O Comité Olímpico Internacional não tem limites


1. E os países árabes também não (e o petróleo?). Com efeito, a recente sessão plenária, realizada em Paris, do Comité Olímpico Internacional (COI), veio a aprovar, por unanimidade, a realização dos Jogos Olímpicos Electrónicos, ou, dito de outra forma, dos Olympic Esports Games. Como afirmado pelos responsáveis do COI, trata-se de entrar numa outra era, caminhando com o sentido dos tempos modernos, em que os esports — referência aqui usada por mera simplicidade de escrita — são uma realidade omnipresente, ainda dotada de um grau de crescimento impressionante, movendo ainda milhões e milhões de dólares (ou euros).

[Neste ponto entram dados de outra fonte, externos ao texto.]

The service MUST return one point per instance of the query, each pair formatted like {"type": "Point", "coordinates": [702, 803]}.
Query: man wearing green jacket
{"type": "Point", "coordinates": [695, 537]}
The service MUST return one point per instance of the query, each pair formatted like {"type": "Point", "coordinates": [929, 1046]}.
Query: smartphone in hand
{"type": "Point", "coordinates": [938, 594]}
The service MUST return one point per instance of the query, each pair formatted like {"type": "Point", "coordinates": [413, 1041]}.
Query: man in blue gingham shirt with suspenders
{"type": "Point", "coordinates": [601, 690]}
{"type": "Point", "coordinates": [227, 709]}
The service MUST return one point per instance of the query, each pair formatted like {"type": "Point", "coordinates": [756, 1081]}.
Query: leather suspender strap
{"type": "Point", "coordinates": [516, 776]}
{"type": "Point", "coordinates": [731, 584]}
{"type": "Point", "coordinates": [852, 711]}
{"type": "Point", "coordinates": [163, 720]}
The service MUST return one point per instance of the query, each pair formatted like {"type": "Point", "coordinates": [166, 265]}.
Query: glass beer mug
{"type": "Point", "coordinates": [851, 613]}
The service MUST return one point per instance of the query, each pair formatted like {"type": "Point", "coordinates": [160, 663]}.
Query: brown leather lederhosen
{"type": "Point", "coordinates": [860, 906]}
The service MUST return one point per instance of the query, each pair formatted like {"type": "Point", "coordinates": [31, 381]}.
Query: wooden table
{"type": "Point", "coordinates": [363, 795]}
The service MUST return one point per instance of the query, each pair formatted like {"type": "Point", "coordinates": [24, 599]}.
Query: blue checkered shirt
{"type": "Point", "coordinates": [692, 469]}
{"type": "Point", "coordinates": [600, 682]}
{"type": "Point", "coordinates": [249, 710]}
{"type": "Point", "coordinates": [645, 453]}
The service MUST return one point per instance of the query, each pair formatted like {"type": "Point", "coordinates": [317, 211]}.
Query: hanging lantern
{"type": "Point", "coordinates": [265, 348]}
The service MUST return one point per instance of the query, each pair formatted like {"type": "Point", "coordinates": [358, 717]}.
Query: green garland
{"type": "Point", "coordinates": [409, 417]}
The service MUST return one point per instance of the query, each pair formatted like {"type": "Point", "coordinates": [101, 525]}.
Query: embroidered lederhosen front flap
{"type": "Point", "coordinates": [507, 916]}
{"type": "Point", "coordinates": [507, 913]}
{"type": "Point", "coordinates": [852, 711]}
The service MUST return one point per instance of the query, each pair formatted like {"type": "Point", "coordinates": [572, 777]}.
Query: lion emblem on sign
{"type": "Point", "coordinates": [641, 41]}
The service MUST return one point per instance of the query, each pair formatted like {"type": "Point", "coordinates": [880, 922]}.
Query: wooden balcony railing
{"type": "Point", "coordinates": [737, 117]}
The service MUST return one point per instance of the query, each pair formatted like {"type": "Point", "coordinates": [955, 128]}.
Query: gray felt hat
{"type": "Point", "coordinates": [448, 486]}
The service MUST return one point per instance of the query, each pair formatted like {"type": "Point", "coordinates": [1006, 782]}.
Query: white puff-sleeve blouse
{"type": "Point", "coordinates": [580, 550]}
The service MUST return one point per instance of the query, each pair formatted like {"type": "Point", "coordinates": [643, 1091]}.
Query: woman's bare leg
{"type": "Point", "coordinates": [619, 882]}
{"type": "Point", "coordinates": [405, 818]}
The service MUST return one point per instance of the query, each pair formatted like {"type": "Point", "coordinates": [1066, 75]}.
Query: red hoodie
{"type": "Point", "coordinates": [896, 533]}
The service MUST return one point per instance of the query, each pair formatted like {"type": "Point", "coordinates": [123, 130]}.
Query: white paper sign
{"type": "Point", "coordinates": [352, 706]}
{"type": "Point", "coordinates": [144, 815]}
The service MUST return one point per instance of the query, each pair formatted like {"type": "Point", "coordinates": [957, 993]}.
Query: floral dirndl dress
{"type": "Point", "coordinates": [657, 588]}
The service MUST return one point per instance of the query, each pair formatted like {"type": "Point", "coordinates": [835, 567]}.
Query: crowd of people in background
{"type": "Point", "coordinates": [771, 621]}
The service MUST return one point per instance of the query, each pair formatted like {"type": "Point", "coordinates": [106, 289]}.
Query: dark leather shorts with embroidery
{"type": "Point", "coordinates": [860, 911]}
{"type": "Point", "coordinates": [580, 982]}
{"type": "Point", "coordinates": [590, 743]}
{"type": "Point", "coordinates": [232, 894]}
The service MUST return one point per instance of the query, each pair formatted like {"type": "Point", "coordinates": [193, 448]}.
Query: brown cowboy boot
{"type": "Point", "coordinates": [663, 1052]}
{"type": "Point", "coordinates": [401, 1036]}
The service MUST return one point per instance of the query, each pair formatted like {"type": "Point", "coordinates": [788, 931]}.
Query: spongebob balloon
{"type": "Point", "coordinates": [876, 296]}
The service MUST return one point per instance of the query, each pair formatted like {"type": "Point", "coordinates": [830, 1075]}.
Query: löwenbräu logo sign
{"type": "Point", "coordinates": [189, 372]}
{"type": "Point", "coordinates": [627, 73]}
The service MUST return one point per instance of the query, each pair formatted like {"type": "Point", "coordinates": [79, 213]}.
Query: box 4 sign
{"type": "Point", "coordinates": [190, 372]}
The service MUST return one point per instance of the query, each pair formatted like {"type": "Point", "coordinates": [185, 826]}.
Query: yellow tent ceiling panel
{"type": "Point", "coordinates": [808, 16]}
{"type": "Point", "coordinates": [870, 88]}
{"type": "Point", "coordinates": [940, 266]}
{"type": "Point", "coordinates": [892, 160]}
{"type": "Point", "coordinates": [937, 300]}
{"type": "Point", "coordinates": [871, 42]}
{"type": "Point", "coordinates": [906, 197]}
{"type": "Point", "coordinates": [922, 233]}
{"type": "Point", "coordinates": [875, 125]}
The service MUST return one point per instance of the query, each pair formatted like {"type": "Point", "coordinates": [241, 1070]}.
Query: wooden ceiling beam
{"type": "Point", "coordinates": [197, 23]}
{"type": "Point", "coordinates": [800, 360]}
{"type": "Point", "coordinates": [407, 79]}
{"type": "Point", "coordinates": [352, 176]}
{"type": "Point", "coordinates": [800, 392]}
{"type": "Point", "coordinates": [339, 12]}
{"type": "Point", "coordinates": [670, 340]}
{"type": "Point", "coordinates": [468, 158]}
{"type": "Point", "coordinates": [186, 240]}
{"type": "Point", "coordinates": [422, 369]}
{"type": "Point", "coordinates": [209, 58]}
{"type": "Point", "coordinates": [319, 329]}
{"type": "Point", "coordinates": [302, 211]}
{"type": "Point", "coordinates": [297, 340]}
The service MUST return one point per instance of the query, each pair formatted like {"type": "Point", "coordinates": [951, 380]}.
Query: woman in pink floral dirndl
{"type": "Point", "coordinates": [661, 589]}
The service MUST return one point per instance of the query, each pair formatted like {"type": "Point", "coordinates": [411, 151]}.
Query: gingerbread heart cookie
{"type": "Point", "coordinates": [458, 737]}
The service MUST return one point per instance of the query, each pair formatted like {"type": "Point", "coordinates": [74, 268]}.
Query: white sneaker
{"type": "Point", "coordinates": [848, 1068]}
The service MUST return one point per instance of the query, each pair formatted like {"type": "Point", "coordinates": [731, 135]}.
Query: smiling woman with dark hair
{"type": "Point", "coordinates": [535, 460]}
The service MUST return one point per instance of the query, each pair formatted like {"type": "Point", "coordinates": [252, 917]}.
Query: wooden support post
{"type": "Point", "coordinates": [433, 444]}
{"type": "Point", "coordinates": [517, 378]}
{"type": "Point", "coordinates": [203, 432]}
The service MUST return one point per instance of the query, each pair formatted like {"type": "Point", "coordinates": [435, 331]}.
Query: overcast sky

2. Este passo vem no seguimento de todo um procedimento do COI, desde a negação ao estado actual, passando pelo incentivar das federações desportivas internacionais a integrarem as modalidades desportivas em modo virtual, tais como o futebol, ténis, basquetebol ou o automobilismo. Disso nos ocupámos aqui, com um texto intitulado “O 2 de Julho de 2024 e o novo ‘desporto’”, publicado a 5 de Julho, a propósito de uma conferência parlamentar organizada pelo Partido Socialista sobre a temática dos esports. Em particular, no nosso caso, sobre a sua regulação, a nível internacional e nacional.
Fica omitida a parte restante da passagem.